In 1966, Dr. Penistan was asked by the Crown to provide a review of his pathological
findings at the autopsy. He wrote a document that he characterized in a covering letter as an
agonizing reappraisal of his testimony at the Appellant's trial, which he forwarded to Inspector
Graham and the Crown. In light of its contents, it is remarkable that this document was kept from
the defence at the Reference. Also, in 1966, Dr. Simpson and Dr. Sharpe both wrote memoranda of
-30their own which undermined their evidence at the Reference, and the evidence of Dr. Penistan which
they purported in their testimony to support. All of this demonstrates that the three professionals
lacked an appreciation of the proper role of the forensic scientist. These undisclosed documents
would have been of incalculable benefit to the defence and the Court if they had been disclosed, and
would likely have been sufficient in themselves to cause the Court to recommend reversal of the
Appellant's conviction.
(c)
63.
New Pathology and Gastroenterology Evidence
New pathology evidence, which meets the Palmer tests, is now before the Court in the
reports and testimony of Dr. Pollanen, the Chief Forensic Pathologist for the Province of Ontario,
and Professor Bernard Knight, a world-renowned pathologist. Both have provided unqualified
opinions that Dr. Penistan's testimony that Lynne Harper must have been dead by 7:45 pm is wrong
and unscientific. Their evidence-based opinions establish that her death at any time in the night of
June 9, was compatible with the pathological evidence, and that the state of her body's
decomposition supported a finding that she died sometime after midnight. Dr. Diamant, a
>
gastroenterologist, and the first member of his profession to provide an opinion on the case, has
confirmed that the state of Lynne's stomach contents was consistent with her death having occurred
before or after midnight. The Respondent's attempt to answer this evidence with Dr. Spitz's
evidence failed.
-31-
(d)
New Entomology Evidence
i
64.
A substantial body of entomological evidence has been introduced into the case for the first
time. With the lone dissenting voice of Dr. Haskell (and one Dr. Higley), the forensic entomologists
whose evidence is before the Court, and the empirical evidence, prove that Lynne Harper probably
died after sunset on June 9. In fact, it was expressed by the experts in terms of a "high probability".

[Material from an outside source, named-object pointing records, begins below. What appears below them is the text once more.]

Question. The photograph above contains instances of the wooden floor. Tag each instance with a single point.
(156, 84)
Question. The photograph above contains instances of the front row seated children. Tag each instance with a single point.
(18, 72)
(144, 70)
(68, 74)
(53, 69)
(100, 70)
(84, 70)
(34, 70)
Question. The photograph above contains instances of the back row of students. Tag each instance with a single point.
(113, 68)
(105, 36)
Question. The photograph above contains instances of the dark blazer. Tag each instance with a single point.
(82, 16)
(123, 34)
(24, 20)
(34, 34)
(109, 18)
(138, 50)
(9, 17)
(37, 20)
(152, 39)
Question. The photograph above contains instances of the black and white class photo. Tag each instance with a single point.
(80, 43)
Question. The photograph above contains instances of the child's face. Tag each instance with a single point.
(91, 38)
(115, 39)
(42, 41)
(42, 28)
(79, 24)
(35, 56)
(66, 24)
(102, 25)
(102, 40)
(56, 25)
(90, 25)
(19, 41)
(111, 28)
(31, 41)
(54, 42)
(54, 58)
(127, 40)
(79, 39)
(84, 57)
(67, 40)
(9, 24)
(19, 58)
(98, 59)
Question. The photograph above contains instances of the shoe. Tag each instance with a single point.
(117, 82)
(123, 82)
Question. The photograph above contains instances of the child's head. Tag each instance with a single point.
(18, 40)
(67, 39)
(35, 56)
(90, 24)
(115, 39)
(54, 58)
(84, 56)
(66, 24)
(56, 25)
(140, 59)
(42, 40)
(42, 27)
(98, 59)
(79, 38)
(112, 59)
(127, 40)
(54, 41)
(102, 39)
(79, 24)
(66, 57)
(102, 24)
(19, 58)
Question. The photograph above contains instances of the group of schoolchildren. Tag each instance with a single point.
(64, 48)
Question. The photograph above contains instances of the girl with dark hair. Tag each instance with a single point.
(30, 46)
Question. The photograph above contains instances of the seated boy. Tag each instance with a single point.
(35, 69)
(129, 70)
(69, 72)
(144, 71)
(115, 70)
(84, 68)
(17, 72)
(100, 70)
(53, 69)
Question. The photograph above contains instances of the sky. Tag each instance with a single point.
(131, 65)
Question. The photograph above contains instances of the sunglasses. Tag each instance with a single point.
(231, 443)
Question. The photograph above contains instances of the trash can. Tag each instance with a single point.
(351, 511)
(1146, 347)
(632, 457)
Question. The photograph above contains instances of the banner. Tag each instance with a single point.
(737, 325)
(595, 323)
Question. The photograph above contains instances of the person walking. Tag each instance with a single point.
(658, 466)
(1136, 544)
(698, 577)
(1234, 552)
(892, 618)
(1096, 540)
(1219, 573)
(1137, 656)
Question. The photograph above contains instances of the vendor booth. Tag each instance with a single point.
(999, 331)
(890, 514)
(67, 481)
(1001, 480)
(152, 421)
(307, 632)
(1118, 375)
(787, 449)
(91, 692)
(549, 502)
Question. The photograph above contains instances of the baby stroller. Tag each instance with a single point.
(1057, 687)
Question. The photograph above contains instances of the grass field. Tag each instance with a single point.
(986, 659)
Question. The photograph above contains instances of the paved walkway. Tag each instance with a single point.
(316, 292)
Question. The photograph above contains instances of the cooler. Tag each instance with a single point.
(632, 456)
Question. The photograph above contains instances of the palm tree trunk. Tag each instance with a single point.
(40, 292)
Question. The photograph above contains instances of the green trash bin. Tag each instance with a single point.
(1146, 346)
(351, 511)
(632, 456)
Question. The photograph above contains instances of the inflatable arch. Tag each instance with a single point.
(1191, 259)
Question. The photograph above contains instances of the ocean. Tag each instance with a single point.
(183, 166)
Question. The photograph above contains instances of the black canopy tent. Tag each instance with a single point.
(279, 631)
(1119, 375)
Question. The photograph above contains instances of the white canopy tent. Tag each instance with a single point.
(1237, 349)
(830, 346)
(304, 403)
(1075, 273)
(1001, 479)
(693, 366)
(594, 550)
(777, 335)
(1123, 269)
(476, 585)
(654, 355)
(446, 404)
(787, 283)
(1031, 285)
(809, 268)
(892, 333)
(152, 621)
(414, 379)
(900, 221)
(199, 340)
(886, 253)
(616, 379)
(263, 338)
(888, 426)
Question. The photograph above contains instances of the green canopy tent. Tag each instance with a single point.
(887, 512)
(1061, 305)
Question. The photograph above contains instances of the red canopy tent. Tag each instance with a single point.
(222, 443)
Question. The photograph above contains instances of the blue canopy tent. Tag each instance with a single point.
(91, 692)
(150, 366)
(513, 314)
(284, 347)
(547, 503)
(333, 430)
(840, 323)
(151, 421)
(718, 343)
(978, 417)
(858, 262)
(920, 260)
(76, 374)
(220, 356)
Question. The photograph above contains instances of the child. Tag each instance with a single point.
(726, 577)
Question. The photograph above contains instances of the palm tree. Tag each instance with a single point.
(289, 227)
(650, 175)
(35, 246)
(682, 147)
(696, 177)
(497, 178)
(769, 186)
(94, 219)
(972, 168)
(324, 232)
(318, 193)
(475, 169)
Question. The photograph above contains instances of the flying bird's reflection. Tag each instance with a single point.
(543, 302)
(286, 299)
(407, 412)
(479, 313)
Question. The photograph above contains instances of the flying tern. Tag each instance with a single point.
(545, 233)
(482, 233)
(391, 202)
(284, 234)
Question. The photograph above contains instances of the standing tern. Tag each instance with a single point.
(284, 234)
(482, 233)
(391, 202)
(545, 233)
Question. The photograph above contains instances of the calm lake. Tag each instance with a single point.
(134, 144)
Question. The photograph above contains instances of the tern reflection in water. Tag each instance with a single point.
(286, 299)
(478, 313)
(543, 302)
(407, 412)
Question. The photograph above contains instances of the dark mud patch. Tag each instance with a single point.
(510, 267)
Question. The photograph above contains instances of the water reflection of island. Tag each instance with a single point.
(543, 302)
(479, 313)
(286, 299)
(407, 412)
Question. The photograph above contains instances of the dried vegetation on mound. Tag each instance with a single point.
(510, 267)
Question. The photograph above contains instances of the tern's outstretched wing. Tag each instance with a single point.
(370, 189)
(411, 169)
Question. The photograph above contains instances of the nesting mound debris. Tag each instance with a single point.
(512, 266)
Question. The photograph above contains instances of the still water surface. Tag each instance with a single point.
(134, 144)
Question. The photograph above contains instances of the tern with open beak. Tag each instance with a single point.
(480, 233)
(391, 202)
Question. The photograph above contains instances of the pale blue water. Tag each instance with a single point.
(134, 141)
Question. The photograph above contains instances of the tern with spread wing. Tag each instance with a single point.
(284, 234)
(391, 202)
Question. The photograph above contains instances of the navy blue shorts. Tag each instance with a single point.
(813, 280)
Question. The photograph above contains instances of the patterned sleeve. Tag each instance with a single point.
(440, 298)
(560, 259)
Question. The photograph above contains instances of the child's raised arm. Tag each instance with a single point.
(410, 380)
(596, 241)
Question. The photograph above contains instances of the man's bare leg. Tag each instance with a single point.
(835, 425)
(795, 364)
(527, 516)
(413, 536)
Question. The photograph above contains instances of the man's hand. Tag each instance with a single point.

This evidence meets all four limbs of the Palmer tests, and is material not just to the safety of the
verdict but also to the Appellant's actual innocence.
3.
OTHER SUSPECTS
65.
As a result of previously undisclosed materials in the archives, and more recent police
investigations, there is now substantial evidence of other potential suspects in Lynne's murder. None
of it decisively proves who her killer was, but raises feasible suspects whom, at this late date, it is
impossible to investigate properly. The evidence, without proving who Lynne Harper's killer was,
goes to the safety of the Appellant's conviction, and provides insight into the nature of the police
investigation in 1959, and the Crown's role in the prosecution of the case.
4.
THE REMEDY FOR STEVEN TRUSCOTT
66.
The Appellant has lived with the consequences and stigma of Lynne Harper's murder for
more than 47 years. It is respectfully submitted that on all the evidence this Court should quash his
conviction and enter a verdict of acquittal.